Stablecoins have partly improved that system and have already grown into a market worth more than $300 billion. Blockchain-based payment infrastructure has dramatically increased the speed of money transfers and is spreading through global remittances and digital payments as a faster, cheaper option. Yet nearly 99% of stablecoins in circulation are still dollar-based. Payment technology has evolved, but the currency structure has changed little.
The next step for Asia’s financial markets is not moving dollars faster. It is direct settlement between local currencies. If regional currencies such as the won, yen, Singapore dollar and peso are issued as digital assets and can move and be exchanged directly without passing through the dollar, Asia’s FX structure could change fundamentally.
That transition, however, is unlikely to be achieved by a single stablecoin issuer or one blockchain alone. Each country has different currency and regulatory systems, payment infrastructure and operating standards for financial institutions. For local-currency stablecoins to take hold as real FX infrastructure, the market needs cooperation that connects regulatory systems, technology and liquidity discussions across jurisdictions, going beyond isolated experiments by individual countries or companies.

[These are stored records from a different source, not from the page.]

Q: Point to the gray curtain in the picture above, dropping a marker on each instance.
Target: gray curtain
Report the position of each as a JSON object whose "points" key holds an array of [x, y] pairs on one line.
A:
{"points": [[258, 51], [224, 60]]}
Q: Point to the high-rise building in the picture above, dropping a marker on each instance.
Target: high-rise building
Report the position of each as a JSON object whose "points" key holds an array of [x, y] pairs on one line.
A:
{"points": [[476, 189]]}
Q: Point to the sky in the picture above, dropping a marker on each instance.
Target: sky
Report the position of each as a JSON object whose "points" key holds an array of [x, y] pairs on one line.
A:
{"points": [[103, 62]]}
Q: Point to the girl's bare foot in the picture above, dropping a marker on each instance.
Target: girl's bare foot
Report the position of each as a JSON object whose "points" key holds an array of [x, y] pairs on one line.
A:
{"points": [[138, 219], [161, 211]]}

That is where the Asia Stablecoin Alliance, or ASA, comes in. ASA is a consultative body that brings together builders, institutions and participants in regulatory discussions to accelerate stablecoin adoption across Asia. For stablecoins to move beyond simple crypto trading tools and expand into payments, remittances, foreign exchange and tokenized-asset distribution, the market needs not only technical connectivity but also coordination across regulatory frameworks and markets. To support that effort, ASA is discussing how regulatory systems differ across Japan, Hong Kong, Singapore and South Korea, and where they can connect. It is also identifying and sharing real-world examples of adoption in payments, remittances and business-to-business settlement across Asia to help the broader market learn faster.
This year’s ASA Conference 2026 will serve as another forum for that discussion. More than 700 industry participants, including banks, institutions and asset issuers, attended last year’s ASA conference to discuss the potential of Asian stablecoins. This year, the agenda will become more specific. ASA Conference 2026 will compare regulatory environments and digital-money models across South Korea, Japan, Hong Kong, Singapore and Southeast Asia. It will also examine the conditions needed for local-currency stablecoins to expand into real payment and FX infrastructure.
At the same time, once stablecoins are adopted, the technical foundation needed to circulate and use them becomes critical. For local-currency stablecoins to be used in payments, foreign exchange and corporate treasury operations, they must be able to move across multiple blockchains and financial applications rather than remain isolated on a single chain. Interoperability infrastructure such as LayerZero can provide the foundation for that kind of asset distribution. It could also play an important role in the future use of digital assets including gold, government bonds, money market funds and tokenized securities.
If stablecoins were the first act of dollar-based payment innovation, the second act is direct foreign exchange between Asian local currencies. The competition will not end with issuing more stablecoins and tokenized assets. The real question is who will first build the financial distribution infrastructure that allows stablecoins tied to Asian currencies such as the won, yen, Singapore dollar and peso to move most efficiently across borders and networks. The shift in the FX order has already begun.